【日経バイオテクONLINE Vol.2858】

オープンイノベーションを加速する化粧品企業

(2018.02.07 13:00)
高橋厚妃

 こんにちは、日経バイオテクの高橋厚妃です。次号2018年2月12日発行号では特集を担当し、機能性を高めた化粧品の研究開発についてまとめました。今回の取材を通して感じたことの1つは、化粧品企業によるオープンイノベーションが加速しているということです。

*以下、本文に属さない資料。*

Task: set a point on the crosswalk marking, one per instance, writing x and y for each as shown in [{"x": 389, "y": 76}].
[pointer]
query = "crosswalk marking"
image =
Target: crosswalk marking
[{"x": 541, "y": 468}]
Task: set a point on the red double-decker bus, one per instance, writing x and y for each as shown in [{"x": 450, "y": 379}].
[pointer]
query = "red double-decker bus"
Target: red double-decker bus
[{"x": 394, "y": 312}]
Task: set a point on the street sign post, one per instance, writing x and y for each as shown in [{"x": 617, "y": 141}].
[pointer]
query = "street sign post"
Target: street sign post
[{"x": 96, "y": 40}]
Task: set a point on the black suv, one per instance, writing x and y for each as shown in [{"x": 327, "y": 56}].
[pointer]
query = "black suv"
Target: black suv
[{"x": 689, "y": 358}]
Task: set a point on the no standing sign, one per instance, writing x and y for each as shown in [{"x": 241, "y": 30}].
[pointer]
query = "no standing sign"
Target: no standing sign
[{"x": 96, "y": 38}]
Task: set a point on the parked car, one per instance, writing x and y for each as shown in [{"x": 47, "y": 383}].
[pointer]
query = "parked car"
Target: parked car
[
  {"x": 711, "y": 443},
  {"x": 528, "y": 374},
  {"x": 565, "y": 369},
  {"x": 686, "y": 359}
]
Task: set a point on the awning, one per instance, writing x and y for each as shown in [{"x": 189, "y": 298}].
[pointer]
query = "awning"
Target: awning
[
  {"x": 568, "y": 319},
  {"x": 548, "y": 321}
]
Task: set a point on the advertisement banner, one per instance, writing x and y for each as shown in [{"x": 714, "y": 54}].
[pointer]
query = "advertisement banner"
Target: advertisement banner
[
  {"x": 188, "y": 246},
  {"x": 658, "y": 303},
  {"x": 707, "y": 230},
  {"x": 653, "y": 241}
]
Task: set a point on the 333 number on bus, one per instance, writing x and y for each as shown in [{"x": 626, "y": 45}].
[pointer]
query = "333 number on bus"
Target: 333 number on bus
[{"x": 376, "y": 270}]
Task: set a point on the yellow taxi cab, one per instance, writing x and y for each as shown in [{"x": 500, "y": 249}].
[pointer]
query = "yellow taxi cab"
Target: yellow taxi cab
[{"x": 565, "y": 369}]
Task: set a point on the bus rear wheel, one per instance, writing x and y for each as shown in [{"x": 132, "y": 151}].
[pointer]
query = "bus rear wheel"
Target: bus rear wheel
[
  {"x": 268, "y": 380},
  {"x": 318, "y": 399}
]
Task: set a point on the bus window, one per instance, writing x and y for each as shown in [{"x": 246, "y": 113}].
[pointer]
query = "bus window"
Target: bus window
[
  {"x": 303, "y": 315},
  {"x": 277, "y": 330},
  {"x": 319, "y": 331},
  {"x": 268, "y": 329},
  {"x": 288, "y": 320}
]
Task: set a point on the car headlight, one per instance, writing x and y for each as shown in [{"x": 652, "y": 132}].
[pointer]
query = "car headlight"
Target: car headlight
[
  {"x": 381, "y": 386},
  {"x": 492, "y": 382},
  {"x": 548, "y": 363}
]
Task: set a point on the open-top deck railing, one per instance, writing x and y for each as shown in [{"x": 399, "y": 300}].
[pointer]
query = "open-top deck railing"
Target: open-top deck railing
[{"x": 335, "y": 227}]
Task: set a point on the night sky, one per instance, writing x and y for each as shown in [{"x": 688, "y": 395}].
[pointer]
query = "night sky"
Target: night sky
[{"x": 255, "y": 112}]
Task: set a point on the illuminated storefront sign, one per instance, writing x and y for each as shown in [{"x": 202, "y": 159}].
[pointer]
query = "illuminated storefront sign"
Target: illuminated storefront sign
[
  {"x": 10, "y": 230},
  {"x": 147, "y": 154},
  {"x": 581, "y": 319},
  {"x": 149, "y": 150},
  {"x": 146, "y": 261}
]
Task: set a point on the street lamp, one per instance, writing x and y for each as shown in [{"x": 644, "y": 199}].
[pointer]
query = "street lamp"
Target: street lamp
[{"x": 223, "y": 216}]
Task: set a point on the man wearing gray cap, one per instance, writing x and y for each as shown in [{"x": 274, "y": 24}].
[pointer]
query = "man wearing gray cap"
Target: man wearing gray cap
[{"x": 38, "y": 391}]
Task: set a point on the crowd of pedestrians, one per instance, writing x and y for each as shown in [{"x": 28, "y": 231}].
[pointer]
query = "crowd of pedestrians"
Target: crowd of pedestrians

 近年、製薬企業はオープンイノベーションに積極的に取り組んでいる印象がありますが、化粧品企業は、自前主義の研究を重要視する企業も少なくないようです。今回の特集では、コーセーのグループ企業で高級化粧品の開発と販売を手掛けるアルビオンが、創薬ベンチャーのナノキャリアと製品を共同開発しているオープンイノベーションの例も紹介させていただきました。特集では、化粧品企業の動きに焦点を当ててまとめたのですが、取材を進めると、創薬や再生医療などを手掛けるバイオベンチャーにとっても、化粧品企業と組んで事業を行うことに大きな利点があることが分かりました。

 ヒト間葉系幹細胞(MSC)の開発や、研究用のiPS細胞の販売などを手掛けるリプロセルは、化粧品の企画や販売を手掛けるキレートジャパン(東京・新宿、佐藤美次代表取締役)と提携し、2016年11月に化粧品販売を手掛ける新会社リプロキレート(東京・新宿、佐藤美次代表取締役)を設立しました。キレートジャパンは2017年11月から、MSCを培養した培養液を含む美容液を染み込ませたパックを販売しています。リプロセルは、動物由来の成分や抗生物質を含まない方法でMSCを培養した培養液を製造し、キレートジャパンに提供しているそうです。

 リプロセルにとって、化粧品企業と組んで事業を行うメリットは何か――。創薬や再生医療等製品の臨床開発には長期間を要し、承認を得てから販売するまで時間がかかります。「それと比較すると、化粧品の開発は短くて済む。自社の強みの技術を応用でき、事業を開始してから短期で収益を見込めるため、財務の健全性につながる」とリプロセルの横山周史社長は話します。ただし、バイオの技術を利用した製品開発を行い、単独で化粧品の販売まで手掛けるのは一筋縄ではいかないようです。「化粧品の販売先は、リプロセルの顧客である研究者ではなく、マーケティングの方法も全く違うため、自社だけで手掛けるのは難しいと感じている」とも横山社長は話していました。

 さて、そもそも化粧品企業がオープンイノベーションに乗り出す背景などは、特集をお読みいただきたいと思いますが、化粧品企業とバイオベンチャー双方に魅力のある提携は、今後増えていく可能性がありそうです。